Even as part of the bearbaiting industry in England, these bears were seasoned travellers – both official and unlicenced bearwards travelled the country. Bears like Leonardo’s were part of the everyday traffic of early modern England, and everyone from field worker to prince would have known them. Angry neighbours issued lawsuits and complaints, in which they objected to this frightening mammalian movement across their private pathways or expressed irritation at the mundane “soiling” of public streets. The diary of a bearward from 1608 allows us to reconstruct a two-month journey from London through Reading, down to Salisbury, up to Gloucester, and round to Maidenhead. Expenses for food and lodging detail a packed schedule of travel and performance. Bears accordingly help us map travel and trade routes and the road systems that underpinned the socio-economic order of early modern England.


Dr Hannah O’Regan, Department of Classics and Archaeology
Historical records and archaeological remains can help recover some agency and individualism for these well-travelled bears. Our Box Office Bears project brings together twenty-first-century ancient DNA analyses and contemporary eyewitness descriptions to find out what the bears of the past were like. Several assemblages of sixteenth-century bear and dog bones were discovered during excavations on London’s Bankside – a rare instance in which archaeological material is matched with a substantial extant documentary record. Our ongoing scientific study will tell us what species these bears were, what they ate, and where they came from. Contemporary visitors to Bankside help put these details into painful context; dramatist Thomas Dekker expressed the “pity” moved in his breast at witnessing a blind bear whipped at the stake, drawing proto-Marxist parallels about the conflict between rich and poor and society’s inhumane treatment of the homeless. A German visitor to Bankside in 1584 recalled an immersive performance, involving animals, women, and men, punctuated by exploding giant flowers and raining fruit.

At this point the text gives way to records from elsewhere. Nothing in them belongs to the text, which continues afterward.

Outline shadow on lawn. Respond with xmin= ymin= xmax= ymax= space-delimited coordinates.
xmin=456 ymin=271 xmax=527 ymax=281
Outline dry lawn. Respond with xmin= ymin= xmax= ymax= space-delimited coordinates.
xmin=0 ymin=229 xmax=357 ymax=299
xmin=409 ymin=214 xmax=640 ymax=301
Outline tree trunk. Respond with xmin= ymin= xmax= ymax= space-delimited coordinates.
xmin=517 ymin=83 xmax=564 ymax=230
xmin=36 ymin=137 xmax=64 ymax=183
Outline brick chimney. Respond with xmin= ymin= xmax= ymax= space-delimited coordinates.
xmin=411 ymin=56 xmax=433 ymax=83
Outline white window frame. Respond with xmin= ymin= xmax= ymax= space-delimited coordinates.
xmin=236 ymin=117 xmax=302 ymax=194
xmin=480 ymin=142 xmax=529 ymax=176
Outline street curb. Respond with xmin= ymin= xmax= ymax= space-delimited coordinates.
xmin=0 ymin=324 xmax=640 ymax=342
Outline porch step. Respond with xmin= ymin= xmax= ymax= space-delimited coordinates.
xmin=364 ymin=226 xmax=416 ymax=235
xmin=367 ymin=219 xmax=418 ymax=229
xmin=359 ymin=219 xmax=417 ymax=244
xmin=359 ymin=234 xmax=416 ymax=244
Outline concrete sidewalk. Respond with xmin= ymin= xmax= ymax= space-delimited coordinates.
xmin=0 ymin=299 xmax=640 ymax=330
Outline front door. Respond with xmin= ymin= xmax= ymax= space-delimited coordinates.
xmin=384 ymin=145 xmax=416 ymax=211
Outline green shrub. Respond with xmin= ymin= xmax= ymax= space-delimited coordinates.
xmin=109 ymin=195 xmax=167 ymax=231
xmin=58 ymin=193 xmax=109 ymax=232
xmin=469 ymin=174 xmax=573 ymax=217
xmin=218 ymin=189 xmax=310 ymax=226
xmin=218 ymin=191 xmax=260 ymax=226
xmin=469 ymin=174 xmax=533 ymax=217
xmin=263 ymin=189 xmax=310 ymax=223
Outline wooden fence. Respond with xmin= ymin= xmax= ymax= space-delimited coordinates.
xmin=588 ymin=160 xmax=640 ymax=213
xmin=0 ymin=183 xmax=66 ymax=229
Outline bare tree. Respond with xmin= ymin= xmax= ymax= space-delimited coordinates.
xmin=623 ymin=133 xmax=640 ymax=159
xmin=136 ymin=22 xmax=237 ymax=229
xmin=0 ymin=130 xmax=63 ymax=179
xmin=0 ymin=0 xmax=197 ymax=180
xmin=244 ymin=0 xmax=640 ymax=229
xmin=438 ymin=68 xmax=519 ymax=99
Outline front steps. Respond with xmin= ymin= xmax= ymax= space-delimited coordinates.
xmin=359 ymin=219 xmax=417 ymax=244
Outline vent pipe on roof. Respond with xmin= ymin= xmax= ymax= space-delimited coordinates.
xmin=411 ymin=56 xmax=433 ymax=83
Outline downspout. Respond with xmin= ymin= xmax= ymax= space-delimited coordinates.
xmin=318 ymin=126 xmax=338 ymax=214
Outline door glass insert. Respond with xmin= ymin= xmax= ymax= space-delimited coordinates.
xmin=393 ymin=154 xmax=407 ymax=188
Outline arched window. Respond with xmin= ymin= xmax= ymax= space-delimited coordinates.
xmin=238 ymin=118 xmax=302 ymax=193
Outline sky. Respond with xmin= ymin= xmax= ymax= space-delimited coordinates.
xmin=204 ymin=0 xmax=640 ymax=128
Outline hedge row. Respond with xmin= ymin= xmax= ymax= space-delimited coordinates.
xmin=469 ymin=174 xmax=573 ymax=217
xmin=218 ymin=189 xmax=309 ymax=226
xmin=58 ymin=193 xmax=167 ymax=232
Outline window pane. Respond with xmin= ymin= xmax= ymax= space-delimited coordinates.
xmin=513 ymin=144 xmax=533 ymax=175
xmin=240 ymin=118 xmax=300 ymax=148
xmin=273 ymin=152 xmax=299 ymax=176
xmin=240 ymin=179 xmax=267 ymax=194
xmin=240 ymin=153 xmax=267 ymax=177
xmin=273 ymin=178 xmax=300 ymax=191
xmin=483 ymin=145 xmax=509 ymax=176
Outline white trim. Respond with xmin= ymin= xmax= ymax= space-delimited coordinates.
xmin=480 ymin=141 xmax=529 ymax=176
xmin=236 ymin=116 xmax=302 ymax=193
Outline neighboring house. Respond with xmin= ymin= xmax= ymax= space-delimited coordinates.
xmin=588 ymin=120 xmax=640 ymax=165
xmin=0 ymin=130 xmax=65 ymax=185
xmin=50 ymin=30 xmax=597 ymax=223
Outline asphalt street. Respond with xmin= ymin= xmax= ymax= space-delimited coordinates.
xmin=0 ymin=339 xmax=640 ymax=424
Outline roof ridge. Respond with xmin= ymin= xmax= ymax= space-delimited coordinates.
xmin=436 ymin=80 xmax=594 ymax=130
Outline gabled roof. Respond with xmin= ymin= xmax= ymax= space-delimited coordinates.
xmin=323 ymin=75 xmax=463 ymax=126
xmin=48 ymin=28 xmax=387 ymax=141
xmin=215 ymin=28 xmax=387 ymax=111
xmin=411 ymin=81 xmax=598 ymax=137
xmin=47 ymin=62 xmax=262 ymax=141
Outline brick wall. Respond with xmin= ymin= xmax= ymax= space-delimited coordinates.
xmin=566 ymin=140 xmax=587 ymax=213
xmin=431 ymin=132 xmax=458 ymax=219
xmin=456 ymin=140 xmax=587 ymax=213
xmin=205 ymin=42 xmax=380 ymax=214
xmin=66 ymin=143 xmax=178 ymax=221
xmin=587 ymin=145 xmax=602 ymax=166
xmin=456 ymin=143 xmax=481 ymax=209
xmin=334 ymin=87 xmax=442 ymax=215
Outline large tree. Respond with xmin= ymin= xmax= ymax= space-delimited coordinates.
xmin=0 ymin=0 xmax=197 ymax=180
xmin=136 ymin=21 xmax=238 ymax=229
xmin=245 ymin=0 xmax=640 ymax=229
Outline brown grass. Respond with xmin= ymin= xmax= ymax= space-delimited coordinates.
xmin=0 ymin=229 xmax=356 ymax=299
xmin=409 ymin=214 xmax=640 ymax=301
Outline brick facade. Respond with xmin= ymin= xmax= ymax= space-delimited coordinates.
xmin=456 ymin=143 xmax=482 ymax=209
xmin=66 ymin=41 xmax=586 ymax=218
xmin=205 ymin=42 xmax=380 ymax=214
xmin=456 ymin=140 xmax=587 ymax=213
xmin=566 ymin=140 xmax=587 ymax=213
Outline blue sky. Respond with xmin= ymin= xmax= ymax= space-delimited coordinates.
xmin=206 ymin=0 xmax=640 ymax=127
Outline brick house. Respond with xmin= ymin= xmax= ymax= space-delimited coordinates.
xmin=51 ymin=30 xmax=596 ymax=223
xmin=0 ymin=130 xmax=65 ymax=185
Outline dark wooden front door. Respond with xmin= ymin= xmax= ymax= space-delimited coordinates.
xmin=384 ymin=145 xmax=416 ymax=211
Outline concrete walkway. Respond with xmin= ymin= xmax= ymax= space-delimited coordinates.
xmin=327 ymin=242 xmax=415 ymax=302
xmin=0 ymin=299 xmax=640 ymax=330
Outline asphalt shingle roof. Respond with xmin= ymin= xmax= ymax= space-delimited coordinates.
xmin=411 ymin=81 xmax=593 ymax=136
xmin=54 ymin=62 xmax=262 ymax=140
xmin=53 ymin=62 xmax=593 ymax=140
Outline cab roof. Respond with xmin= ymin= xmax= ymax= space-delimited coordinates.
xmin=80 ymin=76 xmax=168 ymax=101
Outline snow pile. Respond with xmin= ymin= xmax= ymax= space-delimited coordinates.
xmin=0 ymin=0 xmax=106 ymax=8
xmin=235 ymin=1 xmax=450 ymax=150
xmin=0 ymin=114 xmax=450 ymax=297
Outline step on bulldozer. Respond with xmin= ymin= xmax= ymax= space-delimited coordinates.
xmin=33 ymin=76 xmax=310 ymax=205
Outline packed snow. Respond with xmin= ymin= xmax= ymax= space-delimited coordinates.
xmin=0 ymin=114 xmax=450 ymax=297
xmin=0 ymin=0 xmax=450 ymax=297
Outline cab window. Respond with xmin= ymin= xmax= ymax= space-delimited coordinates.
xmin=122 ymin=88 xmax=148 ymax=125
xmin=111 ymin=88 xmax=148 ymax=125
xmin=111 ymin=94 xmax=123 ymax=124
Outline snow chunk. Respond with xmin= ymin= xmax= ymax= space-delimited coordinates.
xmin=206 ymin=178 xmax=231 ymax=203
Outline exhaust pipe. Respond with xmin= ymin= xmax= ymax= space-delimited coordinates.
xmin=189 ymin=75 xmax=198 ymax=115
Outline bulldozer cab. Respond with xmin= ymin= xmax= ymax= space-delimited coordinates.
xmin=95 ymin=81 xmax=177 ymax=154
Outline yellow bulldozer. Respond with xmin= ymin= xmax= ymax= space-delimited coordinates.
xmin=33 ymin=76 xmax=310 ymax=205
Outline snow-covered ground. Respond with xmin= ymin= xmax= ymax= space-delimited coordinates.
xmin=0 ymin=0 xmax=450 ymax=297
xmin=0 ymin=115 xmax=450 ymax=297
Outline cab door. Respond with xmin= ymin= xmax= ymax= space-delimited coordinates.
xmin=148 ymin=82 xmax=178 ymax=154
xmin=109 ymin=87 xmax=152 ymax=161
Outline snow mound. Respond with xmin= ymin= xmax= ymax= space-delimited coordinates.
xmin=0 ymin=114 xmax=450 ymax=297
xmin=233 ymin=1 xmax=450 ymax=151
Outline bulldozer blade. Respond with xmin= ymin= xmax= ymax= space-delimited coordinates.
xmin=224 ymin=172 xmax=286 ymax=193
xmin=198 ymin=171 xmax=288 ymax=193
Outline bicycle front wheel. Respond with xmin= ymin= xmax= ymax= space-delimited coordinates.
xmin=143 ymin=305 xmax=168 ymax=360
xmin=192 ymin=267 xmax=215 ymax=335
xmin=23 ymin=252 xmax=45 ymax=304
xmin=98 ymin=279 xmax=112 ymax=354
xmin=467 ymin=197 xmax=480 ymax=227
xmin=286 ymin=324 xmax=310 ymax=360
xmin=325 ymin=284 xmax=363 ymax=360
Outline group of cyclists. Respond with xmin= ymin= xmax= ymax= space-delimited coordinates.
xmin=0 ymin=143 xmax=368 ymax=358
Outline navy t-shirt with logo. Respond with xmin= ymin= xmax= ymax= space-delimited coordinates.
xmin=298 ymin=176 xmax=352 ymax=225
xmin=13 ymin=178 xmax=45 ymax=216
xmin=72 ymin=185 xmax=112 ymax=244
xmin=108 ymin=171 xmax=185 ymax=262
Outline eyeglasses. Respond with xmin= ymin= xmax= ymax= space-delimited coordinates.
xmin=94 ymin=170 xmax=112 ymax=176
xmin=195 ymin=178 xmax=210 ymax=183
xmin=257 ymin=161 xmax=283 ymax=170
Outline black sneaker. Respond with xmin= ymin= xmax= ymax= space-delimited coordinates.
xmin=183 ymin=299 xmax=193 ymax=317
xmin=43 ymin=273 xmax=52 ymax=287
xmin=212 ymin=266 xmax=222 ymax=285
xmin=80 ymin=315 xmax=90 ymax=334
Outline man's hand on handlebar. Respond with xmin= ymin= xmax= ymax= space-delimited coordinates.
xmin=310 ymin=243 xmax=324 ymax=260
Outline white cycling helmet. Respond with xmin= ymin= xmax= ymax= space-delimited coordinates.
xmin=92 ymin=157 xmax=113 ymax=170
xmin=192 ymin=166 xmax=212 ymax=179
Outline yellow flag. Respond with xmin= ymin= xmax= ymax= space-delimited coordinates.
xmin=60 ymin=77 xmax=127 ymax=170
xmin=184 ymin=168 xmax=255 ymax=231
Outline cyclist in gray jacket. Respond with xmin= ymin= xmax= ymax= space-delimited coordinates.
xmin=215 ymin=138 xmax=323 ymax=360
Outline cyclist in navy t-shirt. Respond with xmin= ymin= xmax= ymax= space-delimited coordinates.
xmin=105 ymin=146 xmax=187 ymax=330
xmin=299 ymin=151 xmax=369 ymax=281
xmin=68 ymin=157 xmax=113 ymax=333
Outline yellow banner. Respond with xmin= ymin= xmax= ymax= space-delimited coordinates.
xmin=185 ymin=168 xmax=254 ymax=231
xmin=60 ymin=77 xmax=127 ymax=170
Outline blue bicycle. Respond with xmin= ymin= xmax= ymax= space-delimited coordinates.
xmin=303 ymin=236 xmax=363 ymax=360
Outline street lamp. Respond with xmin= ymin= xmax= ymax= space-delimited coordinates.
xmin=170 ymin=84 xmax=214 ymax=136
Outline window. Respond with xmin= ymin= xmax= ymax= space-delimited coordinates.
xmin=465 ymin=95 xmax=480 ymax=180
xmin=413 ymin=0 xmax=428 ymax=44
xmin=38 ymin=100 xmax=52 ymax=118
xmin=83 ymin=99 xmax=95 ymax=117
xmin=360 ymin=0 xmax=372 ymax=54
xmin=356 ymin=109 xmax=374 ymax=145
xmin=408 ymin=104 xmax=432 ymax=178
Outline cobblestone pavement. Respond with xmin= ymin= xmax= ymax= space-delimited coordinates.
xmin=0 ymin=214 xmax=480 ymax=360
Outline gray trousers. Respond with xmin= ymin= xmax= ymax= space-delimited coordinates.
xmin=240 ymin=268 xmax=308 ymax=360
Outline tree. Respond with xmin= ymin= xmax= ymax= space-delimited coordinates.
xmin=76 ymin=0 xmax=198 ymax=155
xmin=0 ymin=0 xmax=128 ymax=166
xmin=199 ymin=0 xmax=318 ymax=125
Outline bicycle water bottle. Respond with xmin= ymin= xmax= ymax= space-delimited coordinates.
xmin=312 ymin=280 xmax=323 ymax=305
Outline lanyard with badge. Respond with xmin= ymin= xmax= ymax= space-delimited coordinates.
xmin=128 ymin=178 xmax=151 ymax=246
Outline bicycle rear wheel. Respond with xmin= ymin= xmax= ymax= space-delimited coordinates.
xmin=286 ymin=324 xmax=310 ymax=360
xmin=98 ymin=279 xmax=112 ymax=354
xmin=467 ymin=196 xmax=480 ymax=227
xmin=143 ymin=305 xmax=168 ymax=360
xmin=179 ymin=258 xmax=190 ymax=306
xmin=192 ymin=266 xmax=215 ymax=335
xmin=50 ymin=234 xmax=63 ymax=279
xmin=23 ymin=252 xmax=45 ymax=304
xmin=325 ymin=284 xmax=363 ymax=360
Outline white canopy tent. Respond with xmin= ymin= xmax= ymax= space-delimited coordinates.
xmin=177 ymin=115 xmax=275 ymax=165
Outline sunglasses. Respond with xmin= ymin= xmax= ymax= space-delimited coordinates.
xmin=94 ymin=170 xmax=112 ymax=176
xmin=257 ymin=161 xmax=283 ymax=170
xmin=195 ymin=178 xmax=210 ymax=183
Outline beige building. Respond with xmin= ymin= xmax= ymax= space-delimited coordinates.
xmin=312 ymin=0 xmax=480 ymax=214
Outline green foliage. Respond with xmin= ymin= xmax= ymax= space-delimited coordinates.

Such records demonstrate how central animals were to the Renaissance. They encourage us to look beyond Leonardo’s arrestingly curious but literally disembodied object of anatomical enquiry and start to suggest Renaissance bears’ behaviour, personality, and celebrity. Although England’s bears likely arrived from elsewhere, they were quickly made part of national and regional culture. Many were celebrities: we hear about the fame and notoriety of Harry Hunks, Sackerson, and George Stone. Many were also closely associated with particular English locations, such as Judith of Cambridge or Ned of Canterbury. These geographical names suggest early regional fan cultures. Records from Cheshire show individuals arrested for asserting the town pride of Congleton in matters of blood sport, as well as the regulation of participants; one bearbaiting stipulated that “no Chester men” could carry staffs, but that “a Countryman indifferent for them” should be responsible for managing dogs active in sport. Elsewhere, explicit competition between Lancastrians, Shropshiremen, and Londoners suggests that animal sport drew the kind of place-based fan culture we now associate with football.

At its centre were the personalities of the bears. These are hard to recover at a distance and through the human cruelty that frames the historical record. Yet bears are often depicted as “brave,” and sometimes commentators emphasise the “old” age of longstanding bears, emphasising their enduring cultural presence. Similar language was applied to bulls, also part of the baiting industry: William Faunt of Leicestershire wrote fondly of his old “Star of the West,” “a very easy bull.” Here we have a sense of early modern animals as individuals with agency and personality. The 1608 bearward’s diary also suggests something of how such personality may be expressed, with occasional payments for “the harme which the bears did” (presumably to the surroundings) or for an oil to apply to and care for a blind bear.